One day after the departure of Chief Executive Charles Prince, Citigroup Inc. officials said it will take the bank until the middle of next year to clean up its problems caused by credit-market turmoil.

Let's stop right there are acknowledge the obvious. Citigroup is publicly stating the turmoil in the financial sector is not a one-time event, but instead the beginning of a rather long process that will take at least until the end of June 2008 -- 8 months from now. That makes a hell of a lot more sense given that no one really knows how much further damage is possible. Anyone who says this is a one time event or this won't cause damage beyond the end of the year is lying through their teeth.

Citigroup's new woes underscored for many investors that the fallout from credit-market turmoil will likely continue for longer than many expected. Counting Citigroup's potential new losses, banks and investment houses will have racked up combined losses of more than $30 billion because of mortgage- and debt-market problems [in the latest quarter]. Many worry that Citigroup's predicament is a signal that more losses could be in store for other financial players.

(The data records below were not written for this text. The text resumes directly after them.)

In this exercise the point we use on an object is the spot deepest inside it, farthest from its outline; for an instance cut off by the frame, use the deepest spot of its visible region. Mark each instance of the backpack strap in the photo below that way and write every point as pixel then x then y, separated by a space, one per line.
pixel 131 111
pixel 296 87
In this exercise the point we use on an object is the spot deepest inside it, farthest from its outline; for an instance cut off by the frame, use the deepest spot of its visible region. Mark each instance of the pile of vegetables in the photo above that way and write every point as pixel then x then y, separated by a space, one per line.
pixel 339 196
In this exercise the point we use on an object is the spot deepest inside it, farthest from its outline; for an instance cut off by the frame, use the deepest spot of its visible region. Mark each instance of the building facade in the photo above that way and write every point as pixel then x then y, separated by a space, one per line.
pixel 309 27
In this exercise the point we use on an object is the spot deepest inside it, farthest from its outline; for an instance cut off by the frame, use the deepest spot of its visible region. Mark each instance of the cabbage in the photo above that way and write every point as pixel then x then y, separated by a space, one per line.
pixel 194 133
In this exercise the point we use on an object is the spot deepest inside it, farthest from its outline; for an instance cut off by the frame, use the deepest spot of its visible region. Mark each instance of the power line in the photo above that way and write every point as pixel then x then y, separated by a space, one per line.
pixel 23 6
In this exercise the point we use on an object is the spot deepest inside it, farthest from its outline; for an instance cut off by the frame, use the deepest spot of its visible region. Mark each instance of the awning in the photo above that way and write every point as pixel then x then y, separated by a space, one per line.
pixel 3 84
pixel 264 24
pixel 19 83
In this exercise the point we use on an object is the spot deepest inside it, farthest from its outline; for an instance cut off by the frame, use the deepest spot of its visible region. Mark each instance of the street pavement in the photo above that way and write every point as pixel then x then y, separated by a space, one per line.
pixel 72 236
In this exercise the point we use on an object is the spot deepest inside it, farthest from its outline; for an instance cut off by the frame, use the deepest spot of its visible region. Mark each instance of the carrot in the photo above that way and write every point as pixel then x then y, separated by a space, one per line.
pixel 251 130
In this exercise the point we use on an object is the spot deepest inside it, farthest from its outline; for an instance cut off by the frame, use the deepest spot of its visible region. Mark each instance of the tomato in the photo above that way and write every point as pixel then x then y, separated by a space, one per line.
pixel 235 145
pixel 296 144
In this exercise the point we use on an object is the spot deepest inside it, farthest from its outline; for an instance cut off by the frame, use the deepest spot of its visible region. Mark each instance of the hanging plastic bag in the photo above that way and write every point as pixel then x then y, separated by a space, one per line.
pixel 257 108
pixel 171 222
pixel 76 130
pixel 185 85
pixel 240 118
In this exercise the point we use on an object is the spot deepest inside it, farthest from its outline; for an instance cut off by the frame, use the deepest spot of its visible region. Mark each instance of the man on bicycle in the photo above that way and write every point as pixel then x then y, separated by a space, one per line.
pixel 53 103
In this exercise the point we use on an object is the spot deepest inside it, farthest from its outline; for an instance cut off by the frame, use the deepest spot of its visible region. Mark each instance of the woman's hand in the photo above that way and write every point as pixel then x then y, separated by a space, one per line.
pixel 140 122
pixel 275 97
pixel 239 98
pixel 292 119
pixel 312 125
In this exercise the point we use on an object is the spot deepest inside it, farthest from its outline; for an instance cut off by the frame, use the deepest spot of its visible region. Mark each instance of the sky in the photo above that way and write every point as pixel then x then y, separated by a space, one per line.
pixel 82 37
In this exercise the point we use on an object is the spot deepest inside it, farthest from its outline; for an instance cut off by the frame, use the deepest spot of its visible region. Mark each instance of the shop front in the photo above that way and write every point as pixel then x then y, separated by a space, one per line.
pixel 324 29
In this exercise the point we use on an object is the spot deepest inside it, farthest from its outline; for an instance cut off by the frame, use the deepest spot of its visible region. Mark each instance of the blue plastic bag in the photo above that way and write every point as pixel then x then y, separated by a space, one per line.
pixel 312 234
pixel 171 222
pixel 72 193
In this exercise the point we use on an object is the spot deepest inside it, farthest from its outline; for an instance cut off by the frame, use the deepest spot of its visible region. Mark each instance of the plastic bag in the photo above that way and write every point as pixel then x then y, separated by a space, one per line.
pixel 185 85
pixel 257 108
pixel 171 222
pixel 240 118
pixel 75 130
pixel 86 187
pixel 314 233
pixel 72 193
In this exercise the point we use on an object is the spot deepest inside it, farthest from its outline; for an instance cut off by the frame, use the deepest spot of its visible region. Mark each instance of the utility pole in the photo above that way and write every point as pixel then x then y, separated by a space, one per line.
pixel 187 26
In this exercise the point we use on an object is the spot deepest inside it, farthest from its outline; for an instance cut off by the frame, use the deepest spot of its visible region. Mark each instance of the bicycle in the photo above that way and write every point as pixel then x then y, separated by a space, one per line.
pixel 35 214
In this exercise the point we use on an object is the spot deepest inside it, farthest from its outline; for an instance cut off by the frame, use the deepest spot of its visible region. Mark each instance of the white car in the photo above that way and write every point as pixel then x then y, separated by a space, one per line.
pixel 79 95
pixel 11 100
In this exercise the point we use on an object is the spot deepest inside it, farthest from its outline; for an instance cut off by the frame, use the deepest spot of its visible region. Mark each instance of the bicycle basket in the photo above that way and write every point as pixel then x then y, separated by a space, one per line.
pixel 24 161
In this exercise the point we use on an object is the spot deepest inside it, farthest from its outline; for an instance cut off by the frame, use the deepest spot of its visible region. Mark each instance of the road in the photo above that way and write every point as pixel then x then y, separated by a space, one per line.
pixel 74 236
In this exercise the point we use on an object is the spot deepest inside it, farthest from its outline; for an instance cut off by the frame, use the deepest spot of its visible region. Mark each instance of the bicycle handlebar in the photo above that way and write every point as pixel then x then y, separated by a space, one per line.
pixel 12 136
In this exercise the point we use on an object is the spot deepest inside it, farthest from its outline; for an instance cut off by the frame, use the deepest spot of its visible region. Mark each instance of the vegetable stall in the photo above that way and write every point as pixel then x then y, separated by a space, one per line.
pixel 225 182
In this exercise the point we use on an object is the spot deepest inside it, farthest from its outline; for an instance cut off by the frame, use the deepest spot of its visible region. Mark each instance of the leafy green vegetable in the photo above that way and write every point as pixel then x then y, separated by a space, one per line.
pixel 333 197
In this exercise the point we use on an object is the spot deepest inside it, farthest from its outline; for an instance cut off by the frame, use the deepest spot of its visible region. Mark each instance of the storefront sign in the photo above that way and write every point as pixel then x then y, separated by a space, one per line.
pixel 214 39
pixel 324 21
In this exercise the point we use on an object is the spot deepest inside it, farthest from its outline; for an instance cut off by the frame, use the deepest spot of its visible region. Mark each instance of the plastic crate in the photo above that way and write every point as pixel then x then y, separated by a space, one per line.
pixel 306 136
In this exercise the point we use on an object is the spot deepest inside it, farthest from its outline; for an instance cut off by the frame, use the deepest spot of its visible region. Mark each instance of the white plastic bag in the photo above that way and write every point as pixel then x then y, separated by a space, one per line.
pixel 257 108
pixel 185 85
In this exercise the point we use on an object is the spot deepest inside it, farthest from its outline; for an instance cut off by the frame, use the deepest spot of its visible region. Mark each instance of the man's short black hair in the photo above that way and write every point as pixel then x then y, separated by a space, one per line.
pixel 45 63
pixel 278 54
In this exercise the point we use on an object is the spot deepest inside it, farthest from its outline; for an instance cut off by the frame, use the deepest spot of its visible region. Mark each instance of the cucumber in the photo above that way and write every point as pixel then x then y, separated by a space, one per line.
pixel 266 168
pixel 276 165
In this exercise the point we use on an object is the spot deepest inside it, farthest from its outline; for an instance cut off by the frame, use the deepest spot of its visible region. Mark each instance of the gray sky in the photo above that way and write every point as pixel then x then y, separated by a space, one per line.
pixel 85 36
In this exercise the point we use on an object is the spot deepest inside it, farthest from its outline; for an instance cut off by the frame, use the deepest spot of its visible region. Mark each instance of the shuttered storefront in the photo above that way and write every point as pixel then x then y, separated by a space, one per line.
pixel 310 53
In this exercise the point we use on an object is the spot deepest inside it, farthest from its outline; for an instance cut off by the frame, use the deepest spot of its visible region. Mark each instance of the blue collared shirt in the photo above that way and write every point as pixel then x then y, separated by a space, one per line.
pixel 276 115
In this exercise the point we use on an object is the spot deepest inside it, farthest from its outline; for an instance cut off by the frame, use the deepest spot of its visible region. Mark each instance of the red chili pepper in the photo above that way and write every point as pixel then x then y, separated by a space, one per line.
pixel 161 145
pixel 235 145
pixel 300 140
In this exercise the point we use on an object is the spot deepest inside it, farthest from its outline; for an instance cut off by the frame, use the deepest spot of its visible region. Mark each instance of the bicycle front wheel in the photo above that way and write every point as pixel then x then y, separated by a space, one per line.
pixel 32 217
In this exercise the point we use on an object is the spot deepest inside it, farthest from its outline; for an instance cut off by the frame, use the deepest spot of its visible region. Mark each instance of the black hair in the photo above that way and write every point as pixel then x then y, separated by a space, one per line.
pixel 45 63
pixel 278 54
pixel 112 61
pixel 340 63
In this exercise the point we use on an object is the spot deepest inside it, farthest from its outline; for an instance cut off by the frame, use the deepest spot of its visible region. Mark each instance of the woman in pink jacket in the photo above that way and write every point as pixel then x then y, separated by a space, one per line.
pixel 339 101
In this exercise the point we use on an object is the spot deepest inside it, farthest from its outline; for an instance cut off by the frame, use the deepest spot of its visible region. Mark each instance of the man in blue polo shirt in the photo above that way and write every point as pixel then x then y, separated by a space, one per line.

The third quarter has demonstrated two very important points. First, the problem is widespread. I can't think of a major financial player who hasn't announced some type of portfolio writedown this quarter. Secondly, the problem is big. So far this quarter we've seen $30 billion in writedowns. That's a significant amount of capital that is vanishing into thin air. And Citi's tacit acknowledgment that further writedowns are possible indicates this won't be the last time we see the phrase "writedown" in a financial company's earnings release.

The magnitude of Citi's writedowns are starting to negatively impact trader's and analyst's perception of the sector:

For followers of banking stocks, the scary part isn't that Citigroup (C) might write down as much as $11 billion in subprime mortgage losses this quarter.

The scary part is that Citi and other leading banks might still be lowballing their losses in hopes that things won't get any worse.

Citi on Sunday said it expects to write down $8 billion to $11 billion before taxes for its $55 billion of exposure to U.S. subprime mortgages.

Last quarter, the banking giant swallowed $6.5 billion related to subprime mortgages, loan losses and other debt. Those losses trimmed its third-quarter profit by 3 cents a share.

Sunday's announcement came less than a month after Citigroup told investors it had a "good, sustainable strategic plan" for managing the subprime mess.

Boasts like that might have calmed some nerves during the early stages of the subprime crisis. But with the bad news continuing to repeat itself, Wall Street is having a harder time seeing the glass as half full.

Skepticism is so high that many analysts are already questioning whether Citigroup went far enough with its latest write-down.

"Maybe they could have taken off $10 billion to $15 billion," said Kris Niswander, senior banking analyst at SNL Financial. "Whether or not that was aggressive enough is yet to be seen."

(Back to the WSJ article)

Chief Financial Officer Gary Crittenden, on a conference call with analysts yesterday, acknowledged that the $8 billion to $11 billion in losses flagged by the bank are an estimate of write-downs that may be needed. The bank "can't give any assurance" that the loss won't grow as the quarter progresses, he added.

Further writedowns should surprise no one at this point given the breadth and depth of the problems we've seen so far. But public acknowledgment of the problem is important.

Citigroup is getting hammered right now because it is one of the largest financial firms in the world. But it is hardly alone right now -- every major financial player is going though similar problems. Note the following action on Monday:

Fitch Ratings on Monday called into question the capital reserves at financial guarantors such as Ambac (ABK - Cramer's Take - Stockpickr - Rating), MBIA (MBI - Cramer's Take - Stockpickr - Rating) and Security Capital Assurance (SCA - Cramer's Take - Stockpickr - Rating), along with closely held Financial Guaranty Insurance and CIFG Guaranty.

Fitch's review is due to take four to six weeks. If it cascades into full blown ratings downgrades, it could create another wave of forced selling in the credit markets -- this time in the $14 trillion municipal bond market.

"It's starting to feel a lot like summer," says Sid Bakst, senior portfolio manager at Weiss Peck & Greer Investments, and he's not referring to the weather.

Short version: this ain't over by a long shot.